De la chasse aux nouveaux talents ou du développement du capital humain, quel est le meilleur levier de performance ? Cette interrogation en appelle d’autres car la notion de performance pose une question complexe qui interpelle le mode de management. Doit-on la mettre au cœur des processus RH ? Points de vue.
Les RH au service du business ? Une idée séduisante particulièrement discutable pour le DRH groupe de Mazars Laurent Choain : « Il faut sortir de cette sorte d’imperium de la performance, il fait se focaliser les RH sur des objectifs de court terme, rater des virages stratégiques. » Ce n’est pas à court terme que l’on peut par exemple développer l’accession des femmes à des postes de dirigeants, cela demande cinq à dix ans. Maintes fois posée, la question de la performance interpelle les modes de management, elle suppose que celui-ci favorise la prise en compte des attentes de l’entreprise et de celles du salarié. Elle implique aussi d’offrir un cadre de travail satisfaisant et épanouissant. Un incontournable à l’heure où la jeune génération le revendique comme le montre l’enquête que Mazars a menée auprès de la génération Y du cabinet – un archétype des « Yers » tels que les médias les présentent – dans 64 pays, dont 62 ont répondu. « Il en ressort de façon évidente que l’attente de ces jeunes professionnels se fait sur un environnement de travail plus ouvert, convivial, avec une organisation du travail différente », commente Laurent Choain.

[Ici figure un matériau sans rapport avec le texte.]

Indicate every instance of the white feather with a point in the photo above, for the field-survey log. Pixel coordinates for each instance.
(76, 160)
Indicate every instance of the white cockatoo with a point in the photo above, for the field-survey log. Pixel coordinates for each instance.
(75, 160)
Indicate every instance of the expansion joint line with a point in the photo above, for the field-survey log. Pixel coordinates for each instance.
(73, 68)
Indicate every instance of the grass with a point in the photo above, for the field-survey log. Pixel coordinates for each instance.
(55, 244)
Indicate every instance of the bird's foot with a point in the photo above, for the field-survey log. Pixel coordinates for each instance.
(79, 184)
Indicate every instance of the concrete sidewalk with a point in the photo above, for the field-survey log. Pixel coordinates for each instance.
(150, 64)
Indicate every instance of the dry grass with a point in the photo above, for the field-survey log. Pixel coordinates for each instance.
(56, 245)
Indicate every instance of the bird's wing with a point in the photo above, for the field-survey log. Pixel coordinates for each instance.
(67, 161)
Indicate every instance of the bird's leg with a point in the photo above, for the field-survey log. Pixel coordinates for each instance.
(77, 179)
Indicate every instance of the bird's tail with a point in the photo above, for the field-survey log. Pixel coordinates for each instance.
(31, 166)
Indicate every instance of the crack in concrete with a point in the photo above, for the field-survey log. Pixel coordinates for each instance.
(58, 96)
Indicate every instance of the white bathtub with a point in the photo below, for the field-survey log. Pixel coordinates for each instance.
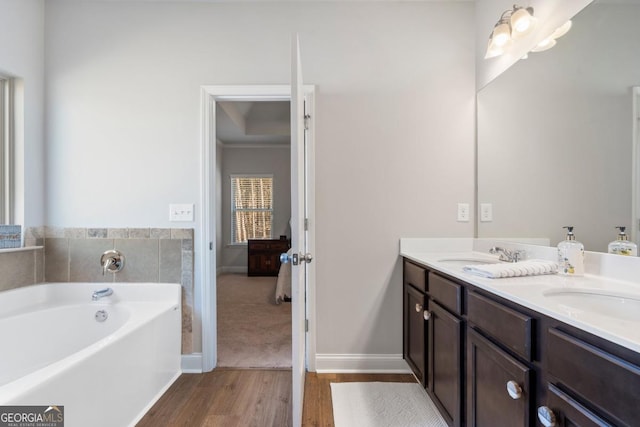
(55, 352)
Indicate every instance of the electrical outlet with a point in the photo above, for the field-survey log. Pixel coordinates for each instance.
(463, 212)
(486, 212)
(181, 212)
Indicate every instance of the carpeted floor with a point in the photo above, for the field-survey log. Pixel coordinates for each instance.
(253, 332)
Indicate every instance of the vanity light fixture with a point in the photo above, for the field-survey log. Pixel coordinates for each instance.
(513, 23)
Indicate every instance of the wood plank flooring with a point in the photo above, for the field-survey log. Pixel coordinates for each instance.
(249, 398)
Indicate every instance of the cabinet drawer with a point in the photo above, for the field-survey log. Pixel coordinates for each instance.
(511, 328)
(446, 292)
(608, 382)
(571, 413)
(415, 276)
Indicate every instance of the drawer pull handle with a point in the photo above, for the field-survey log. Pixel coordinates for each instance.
(546, 416)
(514, 390)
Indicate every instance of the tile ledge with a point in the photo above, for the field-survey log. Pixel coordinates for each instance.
(27, 248)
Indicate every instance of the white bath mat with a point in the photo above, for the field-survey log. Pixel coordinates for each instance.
(380, 404)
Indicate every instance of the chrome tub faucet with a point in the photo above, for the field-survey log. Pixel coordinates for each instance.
(101, 294)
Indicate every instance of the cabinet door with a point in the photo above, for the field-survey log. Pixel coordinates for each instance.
(566, 412)
(491, 372)
(414, 331)
(445, 366)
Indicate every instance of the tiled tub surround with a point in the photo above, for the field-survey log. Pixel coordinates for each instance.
(21, 267)
(157, 255)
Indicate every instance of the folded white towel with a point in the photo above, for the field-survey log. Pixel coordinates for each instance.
(530, 267)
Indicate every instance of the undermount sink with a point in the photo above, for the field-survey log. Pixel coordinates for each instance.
(467, 261)
(578, 302)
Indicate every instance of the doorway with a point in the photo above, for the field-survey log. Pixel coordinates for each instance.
(254, 207)
(210, 239)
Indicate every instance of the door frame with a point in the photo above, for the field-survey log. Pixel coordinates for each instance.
(206, 286)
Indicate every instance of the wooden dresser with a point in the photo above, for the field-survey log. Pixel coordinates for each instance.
(264, 256)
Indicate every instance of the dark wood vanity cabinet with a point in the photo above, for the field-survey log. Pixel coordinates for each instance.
(415, 332)
(445, 362)
(590, 383)
(498, 386)
(489, 362)
(433, 337)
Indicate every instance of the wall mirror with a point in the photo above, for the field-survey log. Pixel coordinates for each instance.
(556, 134)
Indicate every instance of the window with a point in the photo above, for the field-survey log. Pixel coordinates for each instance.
(6, 150)
(251, 207)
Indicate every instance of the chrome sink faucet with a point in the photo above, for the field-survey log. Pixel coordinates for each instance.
(101, 294)
(508, 255)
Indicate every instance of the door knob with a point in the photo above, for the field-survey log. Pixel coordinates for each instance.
(514, 390)
(295, 258)
(546, 416)
(284, 258)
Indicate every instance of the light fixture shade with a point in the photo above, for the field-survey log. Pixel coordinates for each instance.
(501, 34)
(562, 30)
(545, 44)
(522, 21)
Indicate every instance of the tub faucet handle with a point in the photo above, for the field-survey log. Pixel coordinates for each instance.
(111, 261)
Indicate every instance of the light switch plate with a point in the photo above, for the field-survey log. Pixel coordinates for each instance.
(463, 212)
(181, 212)
(486, 212)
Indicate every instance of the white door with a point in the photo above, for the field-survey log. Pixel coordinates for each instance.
(298, 234)
(635, 185)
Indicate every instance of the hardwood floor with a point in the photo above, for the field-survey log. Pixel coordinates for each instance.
(249, 397)
(225, 398)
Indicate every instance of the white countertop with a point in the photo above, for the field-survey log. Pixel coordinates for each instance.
(621, 327)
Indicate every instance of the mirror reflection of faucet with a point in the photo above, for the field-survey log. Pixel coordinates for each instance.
(112, 261)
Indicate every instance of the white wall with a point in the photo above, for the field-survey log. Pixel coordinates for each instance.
(22, 56)
(274, 161)
(394, 128)
(555, 136)
(550, 14)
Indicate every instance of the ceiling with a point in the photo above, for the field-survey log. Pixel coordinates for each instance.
(241, 123)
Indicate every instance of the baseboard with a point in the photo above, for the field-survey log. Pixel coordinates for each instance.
(191, 363)
(361, 363)
(232, 269)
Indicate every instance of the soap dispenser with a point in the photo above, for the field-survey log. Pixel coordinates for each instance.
(570, 255)
(622, 245)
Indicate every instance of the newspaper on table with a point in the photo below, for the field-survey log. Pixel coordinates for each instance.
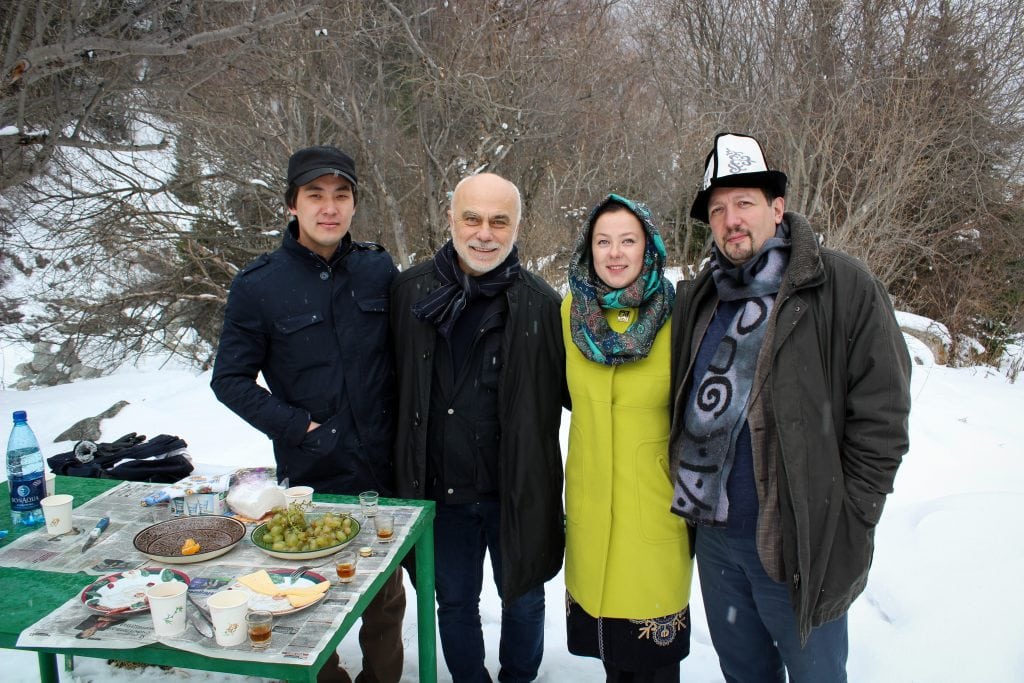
(297, 637)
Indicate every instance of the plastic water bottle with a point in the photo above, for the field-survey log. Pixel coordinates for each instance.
(25, 473)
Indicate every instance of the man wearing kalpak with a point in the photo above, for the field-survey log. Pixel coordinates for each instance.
(791, 390)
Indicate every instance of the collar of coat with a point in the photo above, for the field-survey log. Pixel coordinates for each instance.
(806, 268)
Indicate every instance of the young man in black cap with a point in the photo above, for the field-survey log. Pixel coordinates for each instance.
(312, 317)
(791, 397)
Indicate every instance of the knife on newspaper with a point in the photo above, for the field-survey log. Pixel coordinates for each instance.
(204, 625)
(100, 526)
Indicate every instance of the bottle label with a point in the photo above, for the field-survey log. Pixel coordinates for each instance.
(26, 492)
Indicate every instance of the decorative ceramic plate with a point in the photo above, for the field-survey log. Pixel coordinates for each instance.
(124, 593)
(215, 536)
(279, 604)
(261, 530)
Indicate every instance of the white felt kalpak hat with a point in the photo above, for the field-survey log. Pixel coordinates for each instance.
(735, 161)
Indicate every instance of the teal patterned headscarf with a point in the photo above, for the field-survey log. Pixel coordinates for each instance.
(651, 293)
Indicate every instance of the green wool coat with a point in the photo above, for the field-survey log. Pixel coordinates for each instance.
(628, 556)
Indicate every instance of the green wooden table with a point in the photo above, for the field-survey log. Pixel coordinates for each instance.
(33, 594)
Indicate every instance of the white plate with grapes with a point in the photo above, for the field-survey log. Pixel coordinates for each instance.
(293, 535)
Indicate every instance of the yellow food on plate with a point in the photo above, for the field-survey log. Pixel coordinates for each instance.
(260, 582)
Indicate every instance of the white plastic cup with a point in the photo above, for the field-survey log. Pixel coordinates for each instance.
(56, 512)
(368, 501)
(227, 611)
(301, 495)
(167, 606)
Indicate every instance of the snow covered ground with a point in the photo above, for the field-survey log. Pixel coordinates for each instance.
(943, 602)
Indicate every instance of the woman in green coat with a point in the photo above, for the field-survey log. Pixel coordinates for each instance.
(628, 560)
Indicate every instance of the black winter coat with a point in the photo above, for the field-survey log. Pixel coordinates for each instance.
(833, 394)
(530, 389)
(318, 332)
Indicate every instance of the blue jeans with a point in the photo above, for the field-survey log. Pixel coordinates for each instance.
(462, 534)
(752, 622)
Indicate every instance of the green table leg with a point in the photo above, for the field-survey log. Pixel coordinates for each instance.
(48, 668)
(425, 605)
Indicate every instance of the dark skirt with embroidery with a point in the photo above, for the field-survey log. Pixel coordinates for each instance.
(628, 644)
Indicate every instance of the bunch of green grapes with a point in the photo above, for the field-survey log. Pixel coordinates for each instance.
(289, 530)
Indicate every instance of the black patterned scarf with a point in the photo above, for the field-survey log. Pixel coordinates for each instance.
(443, 306)
(651, 293)
(718, 403)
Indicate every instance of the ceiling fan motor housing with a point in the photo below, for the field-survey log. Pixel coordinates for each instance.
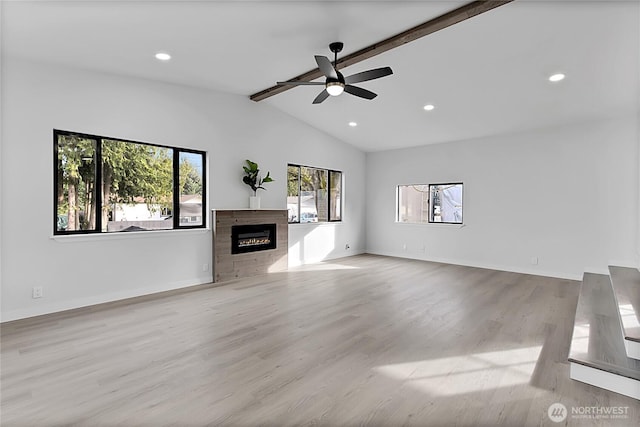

Dans une optique de performance, « on va rationnaliser les process, déterminer que l’un est meilleur que l’autre, or, il n’existe pas un modèle performant, il en existe de différents en fonction des entreprises », note Karine Merle, enseignant-chercheur à l’Idrac Lyon. Oublions donc l’idée d’un modèle universel, tout processus doit être pensé dans son contexte, même s’il y a des invariants comme la taille de l’entreprise ou son secteur d’activité, qui font se retrouver des tendances, des caractéristiques. Ainsi, on n’appliquera pas le modèle de Google à Barclays.
La performance et sa mesure : une approche gestionnaire normale mais réductrice
Pour autant, « témoigner d’une vraie politique RH à travers des plans de formation, du développement de carrière, etc. peut être un vrai levier de performance. Ce qui pose problème, c’est de mesurer la performance », pointe-t-elle. Cette rationalisation de l’approche est normale car l’entreprise est dans une démarche gestionnaire, mais elle veut absolument rendre mesurable l’humain, elle est donc réductrice. « Il faut taire les processus RH, la fonction RH, c’est de la relation », confie le DRH groupe de Mazars. Un point de vue qui ne l’empêche pas de mesurer la performance, des recrutements et de la formation notamment. « On arrive à une vraie mesure de la performance du recrutement en dialoguant avec les pays. Par exemple, si pour remplacer 120 collaborateurs, ils doivent proposer 300 contrats, cela nous interpelle sur notre attractivité sur ce marché ; nous avons alors un véritable risque de ne pas recruter notre « 1er choix ». Autre indicateur significatif à ses yeux, la part du budget formation qui n’est pas destinée à la formation dans le poste : « Ce budget de développement doit être prioritaire car c’est le fondement même de l’employabilité de nos collaborateurs ».
Alors, de la chasse aux nouveaux talents ou du développement du capital humain, quel est le meilleur levier de performance ? « La question est extrêmement complexe car on se heurte encore et toujours à la mesure de la performance, mais les pratiques témoignent de ce qui se passe réellement en entreprise », souligne Karine Merle. On a beau développer une politique de chasse aux nouveaux talents pour apporter du sang neuf, pour favoriser l’innovation, la démarche est vaine si l’on n’a pas de dispositif de fidélisation en fonction des profils. En ce qui concerne l’acquisition de nouveaux talents, « la vraie performance, c’est quand on recrute qui on veut, pas qui on peut », résume Laurent Choain. La formule vaut pour le développement du capital humain.